10 Shipment, transport and insurance

10.1 Special wishes concerning shipment, transport and insurance must be made known to Asetronics at the latest at the time an order is placed. Shipment takes place EXW (ex works, Incoterms 2000) at the expense and risk of the Customer. The Customer is to inform the last freight forwarder immediately of any complaints associated with the shipment or transport either upon receipt of the shipment or the freight documents.

10.2 The Customer is responsible for insurance against loss of any nature.

11 Inspection and acceptance of deliveries and services

11.1 Asetronics inspects deliveries and services with its customary care before shipment or after a service has been performed.
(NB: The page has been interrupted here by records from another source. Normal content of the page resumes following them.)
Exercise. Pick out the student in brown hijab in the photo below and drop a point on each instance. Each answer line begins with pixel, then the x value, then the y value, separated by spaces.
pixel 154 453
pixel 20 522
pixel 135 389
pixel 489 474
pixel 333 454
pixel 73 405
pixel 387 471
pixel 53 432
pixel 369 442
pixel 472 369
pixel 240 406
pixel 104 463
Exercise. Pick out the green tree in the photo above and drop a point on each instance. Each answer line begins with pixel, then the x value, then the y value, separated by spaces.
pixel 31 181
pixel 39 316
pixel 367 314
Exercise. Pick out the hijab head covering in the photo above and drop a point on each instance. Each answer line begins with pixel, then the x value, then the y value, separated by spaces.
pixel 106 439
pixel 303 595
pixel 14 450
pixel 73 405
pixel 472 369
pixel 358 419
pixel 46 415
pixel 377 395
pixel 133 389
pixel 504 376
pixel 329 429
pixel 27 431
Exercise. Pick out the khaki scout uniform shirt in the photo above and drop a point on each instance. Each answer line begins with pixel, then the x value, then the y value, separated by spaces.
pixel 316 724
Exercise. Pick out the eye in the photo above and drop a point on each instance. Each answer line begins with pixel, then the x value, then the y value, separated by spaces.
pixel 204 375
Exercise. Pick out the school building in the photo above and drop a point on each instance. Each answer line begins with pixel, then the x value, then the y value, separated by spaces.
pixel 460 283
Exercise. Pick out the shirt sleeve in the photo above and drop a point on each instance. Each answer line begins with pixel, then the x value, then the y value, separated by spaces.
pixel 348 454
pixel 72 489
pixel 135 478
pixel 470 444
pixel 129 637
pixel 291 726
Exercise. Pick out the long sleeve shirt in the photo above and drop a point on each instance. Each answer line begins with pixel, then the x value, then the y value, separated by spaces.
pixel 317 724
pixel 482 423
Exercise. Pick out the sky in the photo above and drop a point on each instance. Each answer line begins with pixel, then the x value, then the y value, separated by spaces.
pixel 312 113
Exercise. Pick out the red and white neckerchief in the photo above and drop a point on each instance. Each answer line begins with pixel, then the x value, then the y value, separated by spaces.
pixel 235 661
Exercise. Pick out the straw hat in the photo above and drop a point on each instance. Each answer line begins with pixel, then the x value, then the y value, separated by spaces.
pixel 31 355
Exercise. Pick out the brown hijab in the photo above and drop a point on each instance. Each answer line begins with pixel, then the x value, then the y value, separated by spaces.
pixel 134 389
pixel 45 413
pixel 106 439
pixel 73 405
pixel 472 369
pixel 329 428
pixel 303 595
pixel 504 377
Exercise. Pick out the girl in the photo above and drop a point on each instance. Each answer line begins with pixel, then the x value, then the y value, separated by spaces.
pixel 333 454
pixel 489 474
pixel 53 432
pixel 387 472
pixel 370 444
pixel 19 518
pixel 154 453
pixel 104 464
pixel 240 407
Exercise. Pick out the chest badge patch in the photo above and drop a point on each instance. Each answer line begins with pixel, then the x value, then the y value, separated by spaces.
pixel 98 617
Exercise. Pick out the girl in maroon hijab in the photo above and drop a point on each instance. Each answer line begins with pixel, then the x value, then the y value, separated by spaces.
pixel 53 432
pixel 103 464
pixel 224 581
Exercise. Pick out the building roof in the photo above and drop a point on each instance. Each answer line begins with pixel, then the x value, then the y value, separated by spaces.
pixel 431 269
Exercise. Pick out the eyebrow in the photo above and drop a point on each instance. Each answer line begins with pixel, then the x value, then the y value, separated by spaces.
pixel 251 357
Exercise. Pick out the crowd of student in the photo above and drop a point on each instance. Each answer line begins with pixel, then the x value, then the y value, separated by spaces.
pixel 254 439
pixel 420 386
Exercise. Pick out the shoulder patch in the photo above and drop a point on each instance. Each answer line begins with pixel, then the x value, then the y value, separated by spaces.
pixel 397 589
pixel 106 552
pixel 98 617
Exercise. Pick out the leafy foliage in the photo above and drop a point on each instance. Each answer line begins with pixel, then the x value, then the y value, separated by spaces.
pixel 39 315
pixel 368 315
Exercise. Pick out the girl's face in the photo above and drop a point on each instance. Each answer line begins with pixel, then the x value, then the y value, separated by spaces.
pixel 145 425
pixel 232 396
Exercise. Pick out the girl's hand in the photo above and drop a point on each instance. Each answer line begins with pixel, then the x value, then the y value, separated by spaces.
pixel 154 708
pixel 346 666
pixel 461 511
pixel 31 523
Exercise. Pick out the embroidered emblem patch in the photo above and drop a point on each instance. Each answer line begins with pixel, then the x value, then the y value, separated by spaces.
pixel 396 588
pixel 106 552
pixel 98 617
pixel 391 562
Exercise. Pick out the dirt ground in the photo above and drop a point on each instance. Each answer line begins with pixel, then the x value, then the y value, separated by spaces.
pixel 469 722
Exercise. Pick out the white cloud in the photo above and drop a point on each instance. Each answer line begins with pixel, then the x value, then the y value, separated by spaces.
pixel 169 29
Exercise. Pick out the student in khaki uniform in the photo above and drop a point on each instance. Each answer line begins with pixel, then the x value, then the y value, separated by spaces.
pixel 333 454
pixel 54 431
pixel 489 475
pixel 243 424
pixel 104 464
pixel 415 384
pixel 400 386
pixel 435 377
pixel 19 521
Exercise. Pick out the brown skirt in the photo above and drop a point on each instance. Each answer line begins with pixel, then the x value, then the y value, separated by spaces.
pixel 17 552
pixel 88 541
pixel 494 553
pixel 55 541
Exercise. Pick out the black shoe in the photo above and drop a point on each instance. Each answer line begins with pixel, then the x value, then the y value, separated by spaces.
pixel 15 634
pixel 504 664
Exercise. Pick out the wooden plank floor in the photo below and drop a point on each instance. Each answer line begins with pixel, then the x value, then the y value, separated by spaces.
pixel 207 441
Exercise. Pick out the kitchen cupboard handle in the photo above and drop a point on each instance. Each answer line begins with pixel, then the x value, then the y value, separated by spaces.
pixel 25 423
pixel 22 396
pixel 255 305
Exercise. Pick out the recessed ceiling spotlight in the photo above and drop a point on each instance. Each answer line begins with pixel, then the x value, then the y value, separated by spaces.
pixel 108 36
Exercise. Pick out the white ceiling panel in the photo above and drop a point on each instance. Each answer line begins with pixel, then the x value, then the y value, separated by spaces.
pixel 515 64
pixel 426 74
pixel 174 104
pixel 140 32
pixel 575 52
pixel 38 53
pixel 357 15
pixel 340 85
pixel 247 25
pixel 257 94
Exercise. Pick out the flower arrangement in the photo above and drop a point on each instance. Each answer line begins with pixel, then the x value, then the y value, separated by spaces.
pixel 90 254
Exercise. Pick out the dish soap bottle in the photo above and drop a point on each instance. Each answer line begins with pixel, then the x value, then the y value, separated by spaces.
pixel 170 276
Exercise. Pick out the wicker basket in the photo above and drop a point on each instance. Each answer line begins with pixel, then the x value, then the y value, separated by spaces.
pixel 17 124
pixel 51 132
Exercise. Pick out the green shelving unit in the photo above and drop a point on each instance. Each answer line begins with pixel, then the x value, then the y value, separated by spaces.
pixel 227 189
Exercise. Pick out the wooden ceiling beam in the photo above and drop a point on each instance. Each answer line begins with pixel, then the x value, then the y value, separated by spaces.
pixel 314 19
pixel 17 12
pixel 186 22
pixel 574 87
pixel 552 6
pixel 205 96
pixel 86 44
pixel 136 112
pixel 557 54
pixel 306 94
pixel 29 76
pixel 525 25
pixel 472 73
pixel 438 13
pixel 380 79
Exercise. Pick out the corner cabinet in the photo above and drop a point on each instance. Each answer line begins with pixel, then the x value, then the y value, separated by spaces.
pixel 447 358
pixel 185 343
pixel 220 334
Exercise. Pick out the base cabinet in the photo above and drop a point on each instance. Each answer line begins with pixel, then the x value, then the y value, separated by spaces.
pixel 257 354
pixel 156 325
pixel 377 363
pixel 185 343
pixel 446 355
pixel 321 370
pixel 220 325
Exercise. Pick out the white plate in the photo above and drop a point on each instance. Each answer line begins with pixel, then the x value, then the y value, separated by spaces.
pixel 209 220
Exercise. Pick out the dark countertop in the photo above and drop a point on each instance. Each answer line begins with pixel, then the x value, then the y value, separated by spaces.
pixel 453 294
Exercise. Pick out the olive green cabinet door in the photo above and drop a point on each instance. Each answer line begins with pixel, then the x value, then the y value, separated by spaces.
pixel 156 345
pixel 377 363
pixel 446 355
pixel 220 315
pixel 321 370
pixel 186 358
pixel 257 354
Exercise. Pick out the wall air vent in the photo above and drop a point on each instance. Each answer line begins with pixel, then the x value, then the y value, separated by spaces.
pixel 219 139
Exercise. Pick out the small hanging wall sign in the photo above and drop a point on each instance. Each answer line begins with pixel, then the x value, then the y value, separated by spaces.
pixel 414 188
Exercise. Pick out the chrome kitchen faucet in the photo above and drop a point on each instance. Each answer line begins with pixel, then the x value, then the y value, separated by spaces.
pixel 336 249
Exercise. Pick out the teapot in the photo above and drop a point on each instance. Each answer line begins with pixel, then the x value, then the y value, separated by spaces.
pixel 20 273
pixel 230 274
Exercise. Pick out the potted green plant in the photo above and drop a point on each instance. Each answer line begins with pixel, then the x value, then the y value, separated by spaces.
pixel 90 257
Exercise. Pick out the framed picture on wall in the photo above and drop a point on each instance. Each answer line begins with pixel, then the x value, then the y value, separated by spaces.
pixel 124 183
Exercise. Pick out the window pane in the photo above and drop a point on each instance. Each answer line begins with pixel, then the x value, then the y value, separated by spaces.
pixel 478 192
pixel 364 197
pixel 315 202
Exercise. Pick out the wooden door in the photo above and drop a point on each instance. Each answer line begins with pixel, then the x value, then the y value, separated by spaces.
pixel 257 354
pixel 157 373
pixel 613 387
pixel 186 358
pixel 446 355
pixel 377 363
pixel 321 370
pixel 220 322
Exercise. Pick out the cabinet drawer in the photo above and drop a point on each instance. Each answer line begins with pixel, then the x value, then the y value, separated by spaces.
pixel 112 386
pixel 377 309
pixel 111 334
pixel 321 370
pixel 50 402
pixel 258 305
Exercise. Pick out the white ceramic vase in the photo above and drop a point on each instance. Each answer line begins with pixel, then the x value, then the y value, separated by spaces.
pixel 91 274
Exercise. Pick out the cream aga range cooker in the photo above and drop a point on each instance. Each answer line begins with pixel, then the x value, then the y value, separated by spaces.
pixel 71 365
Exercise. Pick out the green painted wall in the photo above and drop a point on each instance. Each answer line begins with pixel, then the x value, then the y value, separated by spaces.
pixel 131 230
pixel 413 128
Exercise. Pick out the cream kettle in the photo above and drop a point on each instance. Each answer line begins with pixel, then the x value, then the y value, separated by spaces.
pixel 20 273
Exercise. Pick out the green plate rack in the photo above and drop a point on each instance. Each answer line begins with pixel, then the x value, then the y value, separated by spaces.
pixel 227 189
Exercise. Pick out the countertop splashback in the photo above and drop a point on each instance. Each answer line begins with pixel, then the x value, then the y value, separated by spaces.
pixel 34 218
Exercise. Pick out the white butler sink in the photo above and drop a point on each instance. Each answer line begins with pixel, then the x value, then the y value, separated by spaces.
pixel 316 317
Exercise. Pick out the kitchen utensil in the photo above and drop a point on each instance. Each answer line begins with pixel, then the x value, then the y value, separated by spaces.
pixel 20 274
Should the Customer require further inspections, these are to be agreed upon separately and paid for by the Customer.

11.2 The Customer must inspect (partial) deliveries and (partial) services as soon as this is feasible according to normal operating procedures and immediately report any defects in writing to Asetronics. Should he fail to do this, said (partial) deliveries and (partial) services shall be considered to have been accepted. Should defects appear only later, the Customer must report these immediately upon their discovery, because otherwise the delivery shall be considered to have been accepted.

11.3 Asetronics must correct a defect of which it has been informed as per Subparagraph 11.2 as soon as possible, and the Customer must give him an opportunity to do this. After the correction, at the request of the Customer or Asetronics an acceptance inspection shall be effected.